Hay una imagen folclórica de Dios de la que me siento muy alejado. Sobre todo de la del Dios religioso, preocupado por si mismo, celoso del culto y enamorado de su gloria. El Dios doctrinario y cruel, el de amigos y enemigos, que determina el futuro de los hombres según la ”sana doctrina” y menosprecia la vida presente para centrarlo todo en un futuro después de la muerte. El Dios simplista, el del cielo o el infierno, el del blanco o negro, el de religioso o ateo. El Dios que no distingue, que es incapaz de ir más allá de los atributos que le otorgamos y que son como un corsé que le impide moverse con libertad, que incluso le impide ejercer su misericordia. No creo que éste sea el Dios de los profetas, que amaba más la justicia que la fastuosidad del culto, ni el Dios y Padre de nuestro Señor Jesucristo que recibe con un abrazo sin límites al hijo perdido. Ni el del apóstol Pablo que declara justo al culpable. Me gusta más el Dios de las prostitutas del evangelio que se adelantan a las grandes figuras del mundo religioso; el Dios de la mala fama, amigo de estafadores y pecadores públicos; el dios clavado en la cruz, indefenso e impotente, por amor. El Dios cuya grandeza es su capacidad de amar, de sacrificarse, de darse por nosotros; el Dios que ha querido estar presente en el mundo bajo la imagen del pan roto y el vino derramado, la imagen de la entrega total y absoluta, que nos habla de la impotencia del crucificado y de la fuerza del amor.
¿Quién es mi Dios? No es fácil definirlo. Está muy por encima de mis capacidades de síntesis. Pero es el Dios comprometido con la vida, mi vida, aquella que creó y que me ha dado. Creer en Él es creer en la vida, en sus posibilidades infinitas, en su sentido de presente y de futuro, de inmanencia y transcendencia. Y también al revés: creer en la vida es creer en Él. No tenemos a nuestra disposición muchas herramientas para hablar de Dios con propiedad y exactitud. Somos demasiado limitados. Pero Dios no es para ser definido más allá de la definición de Juan: “Dios es amor”. El lenguaje adecuado en el contexto de Dios no es el de las definiciones, ni el que tiene necesidad de usar la tercera persona. Dios jamás debería ser “él”. Es siempre un tú que nos confronta y del que no deberíamos tanto hablar como hablarle. El lenguaje apropiado para Dios es, finalmente, el de la oración, que es el lenguaje de la comunión, de la amistad, de la armonía. El hombre que bucea en el interior de su vida, no encuentra allí un vacío, sino que allí encuentra a Dios, aunque no le conozca ni lo reconozca. Dios, como el sentido de su vida, está escrito en cada una de las fibras de nuestro ser. Sólo hay que dejarlo aflorar, salir fuera e iluminar la vida.

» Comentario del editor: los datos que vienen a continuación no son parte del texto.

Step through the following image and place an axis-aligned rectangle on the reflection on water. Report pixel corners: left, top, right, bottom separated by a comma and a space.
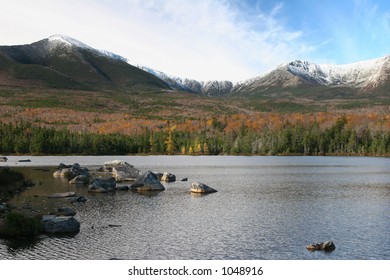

Día a día, en el mundo del evangelio, allí donde encontramos a Cristo, crecemos en el conocimiento de Dios. Día a día somos llamados a hacer nuestra su vida, en todo aquello que tiene de solidaridad con los más pequeños de nuestro mundo y en todo aquello que nos habla de esperanza y de eternidad. Dios es la presencia de un amor eterno e invisible que en Cristo se nos hace accesible y visible. En su compañía, caminando sus caminos, lo encontramos como el “parakletos” (Jn 14,16), el Consolador, el que siempre nos acompaña y nos salva del nihilismo de un mundo sin alma para mostrarnos que “la vida es más que el alimento y el cuerpo que el vestido.” Que más allá de nacer y morir, comer y beber, llorar y reír, crecer y envejecer, hay un sentido profundo de la vida que Cristo nos ha revelado y que llamamos Dios. En Él y sólo en Él, mi vida y mi mundo reencuentran su sentido.